Dans son arrêt « Espace-Trianon » du 8 septembre 2005 (C-129/04), la Cour de Justice des Communautés Européennes (CJCE) a reconnu la compatibilité avec la Directive 89/655/CEE de la double exigence posée par le Conseil d’Etat belge à la recevabilité d’un recours en suspension ou annulation d’une décision d’attribution lorsque le soumissionnaire évincé est une société momentanée, à savoir :
 
-       La nécessité d’un recours introduits au nom de tous les associés et pas seulement par un ou plusieurs d’entre eux ;
-       La nécessité que la décision d’agir soit valablement prise par l’organe compétent de chaque associé, la décision non valablement prise par l’un des associés rendant irrecevable le recours à l’égard de tous les associés.
 
Cette position devait-elle être assouplie à la suite de la jurisprudence postérieure de la CJCE décidant :
 
-       D’une part, de considérer comme compatible avec la directive précitée le droit reconnu par un Etat membre, en l’espèce l’Italie, d’accorder à chaque associé d’une société momentanée la possibilité d’introduire individuellement un recours contre une décision d’attribution (Ordonnance CJCE « Consorzio », 4/10/2007, C-492/06)

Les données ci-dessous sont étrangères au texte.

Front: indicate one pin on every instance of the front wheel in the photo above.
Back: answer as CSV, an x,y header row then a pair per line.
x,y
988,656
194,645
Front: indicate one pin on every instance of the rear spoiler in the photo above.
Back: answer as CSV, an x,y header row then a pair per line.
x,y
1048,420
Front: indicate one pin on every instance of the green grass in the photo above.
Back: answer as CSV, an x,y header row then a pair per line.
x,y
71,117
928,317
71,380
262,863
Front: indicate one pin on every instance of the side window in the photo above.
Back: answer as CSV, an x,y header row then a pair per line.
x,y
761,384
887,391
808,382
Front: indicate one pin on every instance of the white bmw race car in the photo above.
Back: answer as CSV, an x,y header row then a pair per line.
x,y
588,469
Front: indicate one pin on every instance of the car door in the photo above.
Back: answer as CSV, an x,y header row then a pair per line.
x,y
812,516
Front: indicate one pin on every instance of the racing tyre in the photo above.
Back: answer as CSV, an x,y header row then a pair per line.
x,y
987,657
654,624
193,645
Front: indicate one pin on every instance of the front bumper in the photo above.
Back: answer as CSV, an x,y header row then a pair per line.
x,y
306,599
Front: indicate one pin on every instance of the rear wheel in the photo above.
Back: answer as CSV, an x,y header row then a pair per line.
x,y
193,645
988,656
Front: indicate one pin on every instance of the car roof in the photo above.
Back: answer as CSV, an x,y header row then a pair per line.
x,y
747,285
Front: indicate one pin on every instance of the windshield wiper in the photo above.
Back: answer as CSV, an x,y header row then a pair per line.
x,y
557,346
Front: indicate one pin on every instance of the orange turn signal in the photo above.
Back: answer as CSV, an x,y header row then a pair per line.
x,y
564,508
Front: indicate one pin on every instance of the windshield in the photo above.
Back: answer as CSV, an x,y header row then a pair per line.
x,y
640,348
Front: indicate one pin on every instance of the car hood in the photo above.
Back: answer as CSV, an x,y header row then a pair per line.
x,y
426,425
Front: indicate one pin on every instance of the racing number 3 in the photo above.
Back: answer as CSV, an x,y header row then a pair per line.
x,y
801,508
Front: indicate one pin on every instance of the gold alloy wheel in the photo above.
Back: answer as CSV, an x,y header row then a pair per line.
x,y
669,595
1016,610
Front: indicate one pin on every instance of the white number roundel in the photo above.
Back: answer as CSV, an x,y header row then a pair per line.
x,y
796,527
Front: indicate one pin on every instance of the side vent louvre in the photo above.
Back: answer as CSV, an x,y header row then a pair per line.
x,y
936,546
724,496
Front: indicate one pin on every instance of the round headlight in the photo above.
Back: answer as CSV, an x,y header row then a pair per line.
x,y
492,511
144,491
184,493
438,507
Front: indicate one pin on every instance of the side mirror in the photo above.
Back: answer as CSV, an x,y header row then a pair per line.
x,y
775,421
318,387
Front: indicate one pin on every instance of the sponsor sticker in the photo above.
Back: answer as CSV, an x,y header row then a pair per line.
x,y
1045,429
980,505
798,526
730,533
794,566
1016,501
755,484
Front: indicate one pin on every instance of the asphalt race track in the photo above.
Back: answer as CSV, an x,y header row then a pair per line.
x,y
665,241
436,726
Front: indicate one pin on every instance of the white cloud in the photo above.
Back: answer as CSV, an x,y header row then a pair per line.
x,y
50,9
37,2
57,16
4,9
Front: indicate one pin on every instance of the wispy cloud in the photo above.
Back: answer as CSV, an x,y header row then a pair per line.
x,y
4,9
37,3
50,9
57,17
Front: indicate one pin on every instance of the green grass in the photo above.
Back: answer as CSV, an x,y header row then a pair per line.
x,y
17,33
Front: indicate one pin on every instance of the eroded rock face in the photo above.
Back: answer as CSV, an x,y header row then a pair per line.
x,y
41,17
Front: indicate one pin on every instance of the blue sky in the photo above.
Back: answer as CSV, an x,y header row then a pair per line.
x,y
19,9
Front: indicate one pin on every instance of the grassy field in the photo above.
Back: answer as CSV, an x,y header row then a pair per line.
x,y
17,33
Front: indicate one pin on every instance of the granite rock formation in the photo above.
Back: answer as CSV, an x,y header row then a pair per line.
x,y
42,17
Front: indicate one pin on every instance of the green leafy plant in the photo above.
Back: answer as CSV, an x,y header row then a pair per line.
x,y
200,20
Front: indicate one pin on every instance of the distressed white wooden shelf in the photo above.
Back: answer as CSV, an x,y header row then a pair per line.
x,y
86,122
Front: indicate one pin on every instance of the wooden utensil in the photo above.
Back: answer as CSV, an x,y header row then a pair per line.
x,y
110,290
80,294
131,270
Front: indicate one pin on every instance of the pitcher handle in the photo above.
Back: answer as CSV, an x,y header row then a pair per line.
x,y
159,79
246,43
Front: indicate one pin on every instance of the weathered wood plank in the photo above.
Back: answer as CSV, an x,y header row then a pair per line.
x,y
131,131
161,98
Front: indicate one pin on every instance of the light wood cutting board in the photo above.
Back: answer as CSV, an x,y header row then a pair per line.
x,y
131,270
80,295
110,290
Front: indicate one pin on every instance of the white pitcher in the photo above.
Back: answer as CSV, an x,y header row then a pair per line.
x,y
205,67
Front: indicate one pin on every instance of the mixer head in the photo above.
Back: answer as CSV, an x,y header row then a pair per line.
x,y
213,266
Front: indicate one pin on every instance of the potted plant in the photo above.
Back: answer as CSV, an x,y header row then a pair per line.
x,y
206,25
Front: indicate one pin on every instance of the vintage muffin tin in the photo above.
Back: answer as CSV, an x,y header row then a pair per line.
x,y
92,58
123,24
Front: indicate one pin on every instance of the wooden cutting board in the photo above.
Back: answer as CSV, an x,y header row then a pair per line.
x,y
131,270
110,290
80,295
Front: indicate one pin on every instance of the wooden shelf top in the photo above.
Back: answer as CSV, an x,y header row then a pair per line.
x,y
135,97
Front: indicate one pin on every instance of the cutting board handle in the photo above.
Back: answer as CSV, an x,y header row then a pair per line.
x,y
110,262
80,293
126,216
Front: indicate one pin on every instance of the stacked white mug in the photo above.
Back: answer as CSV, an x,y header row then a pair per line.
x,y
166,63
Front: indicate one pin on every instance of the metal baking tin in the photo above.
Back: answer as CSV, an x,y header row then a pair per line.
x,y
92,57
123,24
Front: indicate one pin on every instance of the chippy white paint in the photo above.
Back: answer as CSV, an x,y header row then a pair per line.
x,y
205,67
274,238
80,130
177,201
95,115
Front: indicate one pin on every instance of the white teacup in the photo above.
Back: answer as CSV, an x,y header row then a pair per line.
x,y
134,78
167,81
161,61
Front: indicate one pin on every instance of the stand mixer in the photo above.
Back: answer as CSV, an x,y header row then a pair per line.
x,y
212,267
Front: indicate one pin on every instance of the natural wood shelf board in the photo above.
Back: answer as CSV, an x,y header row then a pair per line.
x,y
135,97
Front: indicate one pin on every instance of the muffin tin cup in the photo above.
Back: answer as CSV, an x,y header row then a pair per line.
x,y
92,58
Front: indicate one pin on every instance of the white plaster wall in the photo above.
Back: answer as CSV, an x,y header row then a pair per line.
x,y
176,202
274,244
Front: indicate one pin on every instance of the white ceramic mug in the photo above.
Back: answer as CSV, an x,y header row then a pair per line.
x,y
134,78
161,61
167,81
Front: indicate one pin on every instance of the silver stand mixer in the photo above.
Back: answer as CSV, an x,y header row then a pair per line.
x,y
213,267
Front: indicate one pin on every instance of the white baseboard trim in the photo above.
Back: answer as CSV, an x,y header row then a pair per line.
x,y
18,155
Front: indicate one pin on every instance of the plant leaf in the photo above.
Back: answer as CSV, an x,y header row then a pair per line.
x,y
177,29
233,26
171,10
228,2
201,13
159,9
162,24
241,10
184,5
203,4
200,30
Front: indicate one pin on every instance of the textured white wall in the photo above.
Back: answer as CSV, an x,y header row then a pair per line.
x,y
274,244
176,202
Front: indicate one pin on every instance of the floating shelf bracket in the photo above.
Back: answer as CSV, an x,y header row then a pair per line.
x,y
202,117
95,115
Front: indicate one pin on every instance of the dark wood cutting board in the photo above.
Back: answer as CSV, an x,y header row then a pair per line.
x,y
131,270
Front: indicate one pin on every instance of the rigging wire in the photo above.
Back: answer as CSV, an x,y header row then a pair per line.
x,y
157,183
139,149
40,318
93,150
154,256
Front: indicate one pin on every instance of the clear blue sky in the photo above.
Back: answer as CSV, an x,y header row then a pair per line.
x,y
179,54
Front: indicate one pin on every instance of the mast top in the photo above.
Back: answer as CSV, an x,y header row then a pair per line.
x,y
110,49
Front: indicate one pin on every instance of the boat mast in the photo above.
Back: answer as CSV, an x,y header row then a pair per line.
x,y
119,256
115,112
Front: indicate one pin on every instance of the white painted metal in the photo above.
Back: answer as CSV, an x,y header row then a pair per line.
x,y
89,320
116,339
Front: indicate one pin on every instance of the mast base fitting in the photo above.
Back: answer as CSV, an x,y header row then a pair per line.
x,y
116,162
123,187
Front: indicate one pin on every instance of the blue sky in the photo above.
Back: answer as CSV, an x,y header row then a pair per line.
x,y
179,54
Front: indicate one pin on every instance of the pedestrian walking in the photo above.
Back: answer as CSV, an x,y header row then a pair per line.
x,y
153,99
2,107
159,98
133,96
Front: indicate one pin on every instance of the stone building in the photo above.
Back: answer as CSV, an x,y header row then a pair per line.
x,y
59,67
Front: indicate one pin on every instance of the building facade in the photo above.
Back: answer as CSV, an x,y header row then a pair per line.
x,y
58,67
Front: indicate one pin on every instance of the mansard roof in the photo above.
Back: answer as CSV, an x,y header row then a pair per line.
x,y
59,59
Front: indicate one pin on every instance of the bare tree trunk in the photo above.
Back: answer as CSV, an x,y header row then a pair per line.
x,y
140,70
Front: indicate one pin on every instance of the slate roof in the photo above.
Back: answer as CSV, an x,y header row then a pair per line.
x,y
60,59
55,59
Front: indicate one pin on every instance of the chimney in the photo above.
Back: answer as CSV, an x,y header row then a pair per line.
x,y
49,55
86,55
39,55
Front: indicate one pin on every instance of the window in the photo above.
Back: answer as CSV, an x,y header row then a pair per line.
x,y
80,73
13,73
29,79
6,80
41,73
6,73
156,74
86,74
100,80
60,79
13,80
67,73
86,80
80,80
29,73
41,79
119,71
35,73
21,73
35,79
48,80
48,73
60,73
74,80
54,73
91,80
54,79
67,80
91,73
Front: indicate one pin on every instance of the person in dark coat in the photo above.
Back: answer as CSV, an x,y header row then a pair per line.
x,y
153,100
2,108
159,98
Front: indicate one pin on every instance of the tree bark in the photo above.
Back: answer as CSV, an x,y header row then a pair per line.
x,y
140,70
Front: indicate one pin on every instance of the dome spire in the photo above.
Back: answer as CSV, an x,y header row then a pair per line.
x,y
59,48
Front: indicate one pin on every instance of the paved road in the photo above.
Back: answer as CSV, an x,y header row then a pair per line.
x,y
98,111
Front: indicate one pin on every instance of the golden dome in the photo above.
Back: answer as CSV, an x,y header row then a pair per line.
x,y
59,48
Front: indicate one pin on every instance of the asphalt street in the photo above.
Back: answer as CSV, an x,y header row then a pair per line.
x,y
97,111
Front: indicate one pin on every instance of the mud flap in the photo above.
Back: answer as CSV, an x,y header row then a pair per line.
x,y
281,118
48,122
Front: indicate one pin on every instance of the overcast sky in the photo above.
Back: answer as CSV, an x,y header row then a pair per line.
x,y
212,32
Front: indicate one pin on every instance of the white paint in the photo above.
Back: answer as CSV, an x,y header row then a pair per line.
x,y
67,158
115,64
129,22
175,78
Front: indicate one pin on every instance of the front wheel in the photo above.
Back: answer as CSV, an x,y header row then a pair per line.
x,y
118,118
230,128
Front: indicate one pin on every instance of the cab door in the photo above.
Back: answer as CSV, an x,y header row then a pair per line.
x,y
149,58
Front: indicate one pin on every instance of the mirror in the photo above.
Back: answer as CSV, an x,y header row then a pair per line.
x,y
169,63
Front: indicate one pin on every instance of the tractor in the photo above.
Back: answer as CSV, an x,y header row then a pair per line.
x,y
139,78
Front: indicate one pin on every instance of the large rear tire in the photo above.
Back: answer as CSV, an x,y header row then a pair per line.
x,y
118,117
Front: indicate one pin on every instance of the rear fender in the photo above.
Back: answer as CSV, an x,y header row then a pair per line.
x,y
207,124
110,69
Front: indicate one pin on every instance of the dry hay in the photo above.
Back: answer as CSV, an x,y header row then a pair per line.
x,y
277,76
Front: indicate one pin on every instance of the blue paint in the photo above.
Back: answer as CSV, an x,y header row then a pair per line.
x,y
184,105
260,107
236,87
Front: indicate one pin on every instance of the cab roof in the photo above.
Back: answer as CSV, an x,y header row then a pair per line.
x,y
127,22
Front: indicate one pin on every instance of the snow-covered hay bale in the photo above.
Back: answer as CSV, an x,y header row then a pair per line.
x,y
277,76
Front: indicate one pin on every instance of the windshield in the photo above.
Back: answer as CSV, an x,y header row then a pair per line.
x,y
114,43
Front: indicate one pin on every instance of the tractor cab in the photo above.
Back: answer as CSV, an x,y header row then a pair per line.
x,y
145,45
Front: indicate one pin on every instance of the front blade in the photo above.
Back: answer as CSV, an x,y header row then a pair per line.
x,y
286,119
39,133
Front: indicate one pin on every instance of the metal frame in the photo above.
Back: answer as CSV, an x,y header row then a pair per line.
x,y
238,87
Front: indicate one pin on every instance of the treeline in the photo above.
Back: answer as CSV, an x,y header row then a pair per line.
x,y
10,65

-       D’autre part, de considérer comme incompatible avec le droit européen, l’absence de possibilité au sein d’Etat membre, en l’espèce la Grèce, d’introduire à titre individuel une action en réparation pour le dommage propre subi par un des associés par suite d’une décision adopté par une autorité autre que le pouvoir adjudicateur mais impliquée dans cette procédure et de nature à influencer celle-ci (arrêt CJCE « Club Hotel Loutraki », 6/05/2010, C-145/08 et C-149/08).
 
Le Conseil d’Etat considère que ces décisions ne remettent pas en cause la solution dégagée par l’arrêt « Espace –Trianon » et maintient dès lors encore et toujours la double exigence rappelée ci-dessus pour la recevabilité d’un recours introduit dans le cadre d’une offre déposée par une société momentanée (voir notamment C.E, 24 novembre 2010, n°209.130 ; C.E., 6 décembre 2010 n°209.514).
 
 
Recours en indemnisation : vers un assouplissement
 
Si la jurisprudence du Conseil d’Etat n’a pas été assouplie par l’arrêt « Club Hotel Loutraki » de la CJCE du 6 mai 2010, cet arrêt devrait néanmoins permettre aujourd’hui à chaque associé d’agir individuellement dans le cadre d’une action en indemnisation devant les Cours et tribunaux à l’encontre du pouvoir adjudicateur dans l’hypothèse d’une attribution fautive du marché à un concurrent.
 
Or, jusqu’à présent, les Cours et Tribunaux, dans leur très large majorité, exigeaient la présence à la cause de l’ensemble des associés dans le cadre d’une action en responsabilité dirigée par la société momentanée à l’égard d’un tiers, sous le tempérament classique d’un éventuel mandat confié à un des associés pour agir au nom de l’ensemble de ceux-ci.
 
Désormais, même en l’absence de mandat, voire même en cas de refus de certains associés d’engager une action en responsabilité contre le pouvoir adjudicateur, un des associés évincés doit avoir la possibilité de solliciter seul réparation de son dommage propre par suite de l’éviction du marché litigieux de la société momentanée à laquelle il participait sur la base de l’interprétation de la Cour de Justice.